I would venture that the Deep State people see it as their right to do all they do, and also a genuine necessity. The benighted, unwashed, non-elite rubes of flyover America are just not really capable of self government in the last on e hundred years or so. 'I mean, those people didn't even go to an elite university!' Or understand that 'nations are so obsolete these days! We all live in a new world now, and of course we believe in the Constitution! It's framed on the wall of my summer cottage, with all my legacy L.L. Bean' cottage furniture, next to my parents' Norman Rockwell prints! But we can't really live that way any more!'

Sam L. said...

Can anyone out there tell me exactly (or approximately) WHAT QAnon really is? Other than a bugaboo of the Left???? All I get is "The monsters are coming! THE MONSTERS ARE COMING!!!!!111111!!!!!AAAAAAIIIIIiiiiiiiieeeeeeeeeeeeeeeeeee!!!"

Unknown said...

Wiki actually does a decent job of breaking it down...

https://en.wikipedia.org/wiki/QAnon

QAnon[a] (/ˌkjuːəˈnɒn/), or simply Q, is a discredited American far-right conspiracy theory alleging that a cabal of Satanic,[1] cannibalistic pedophiles run a global child sex trafficking ring and conspired against former President Donald Trump during his term in office.[2][3][4][5] QAnon is commonly described as a cult.[6][7][8]

The Neon Madman said...

You have to put the skeer in 'em, and keep the skeer in 'em.

- reportedly said by Gen. Forrest

Tschifty Mccoy said...

Anyone who goes to Wikipedia for an explanation is asking to be misled.

Philip Sells said...

It would never have occurred to me to think of the anniversary of Tulsa 1921 as the kind of memorable date on which to carry out such activities with any kind of psychological impact on anyone except history nerds. Am I wrong? Of course, it's also true that I wasn't studied up at all on the original event until a few days ago, so maybe I am missing something.

John in Indy said...

In other words, this will be a bad time to have to defend yourself from the Burn Loot Murder crowds.
John in Indy

McChuck said...

Comments from the riot-age crowd:
"Where's Tulsa?"
"Tulsa existed a century ago?"
"Did something happen there?"

jaynie said...

“ Furthermore, they know that if they're exposed and lose power, they'll be called to account for their crimes.”

They know this?

Sam L. said...

Unknown, I've looked at Wikipedia for it, and it seems to be all bafflegab to me. My Magic 8-Ball tells me, "This is CLASSIC bafflegab, and you can tell them I told you so.

Nick Flandrey said...

Anyone consider that the warnings and identifiers are correct? They are just premature and ENTIRELY from the point of view of the existing power structure. After all, there is lotsa talk on the right about when the revolution comes, when the shooting starts, the inevitability of a civil war, etc.

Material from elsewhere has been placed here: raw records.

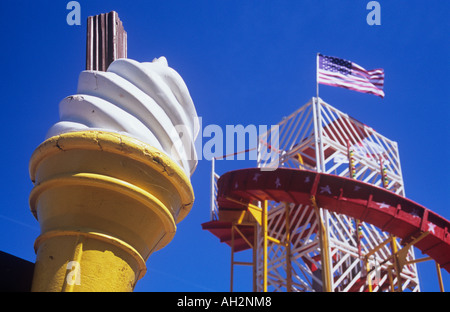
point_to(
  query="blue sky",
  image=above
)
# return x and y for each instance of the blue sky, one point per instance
(244, 62)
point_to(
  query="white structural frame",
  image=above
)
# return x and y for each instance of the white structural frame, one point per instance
(319, 137)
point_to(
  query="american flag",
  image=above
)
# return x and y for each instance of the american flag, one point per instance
(338, 72)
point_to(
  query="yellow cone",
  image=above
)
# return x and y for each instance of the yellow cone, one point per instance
(104, 203)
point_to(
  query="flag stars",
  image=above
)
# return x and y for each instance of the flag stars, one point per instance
(431, 227)
(277, 182)
(324, 189)
(383, 205)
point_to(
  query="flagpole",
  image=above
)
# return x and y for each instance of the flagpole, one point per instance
(317, 77)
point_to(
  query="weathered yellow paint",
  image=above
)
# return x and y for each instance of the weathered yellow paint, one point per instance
(104, 203)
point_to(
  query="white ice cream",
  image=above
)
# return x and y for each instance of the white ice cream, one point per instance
(147, 101)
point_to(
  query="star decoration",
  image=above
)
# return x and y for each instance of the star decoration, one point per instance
(383, 205)
(415, 213)
(431, 227)
(325, 189)
(277, 183)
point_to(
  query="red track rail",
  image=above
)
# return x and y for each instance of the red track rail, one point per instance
(386, 210)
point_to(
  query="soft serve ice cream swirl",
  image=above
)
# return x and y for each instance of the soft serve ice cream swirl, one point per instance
(148, 101)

WE will be the insurgents. We will be the terrorists blowing up government officials, etc. We think of ourselves as the good guys but everyone does. .Gov definitely will think of us as the bad guys, and they will shape the narrative that way with all the resources at their disposal.

Get used to the idea. The rules have changed. The right is going to fill that role, so it's time to get our heads around that.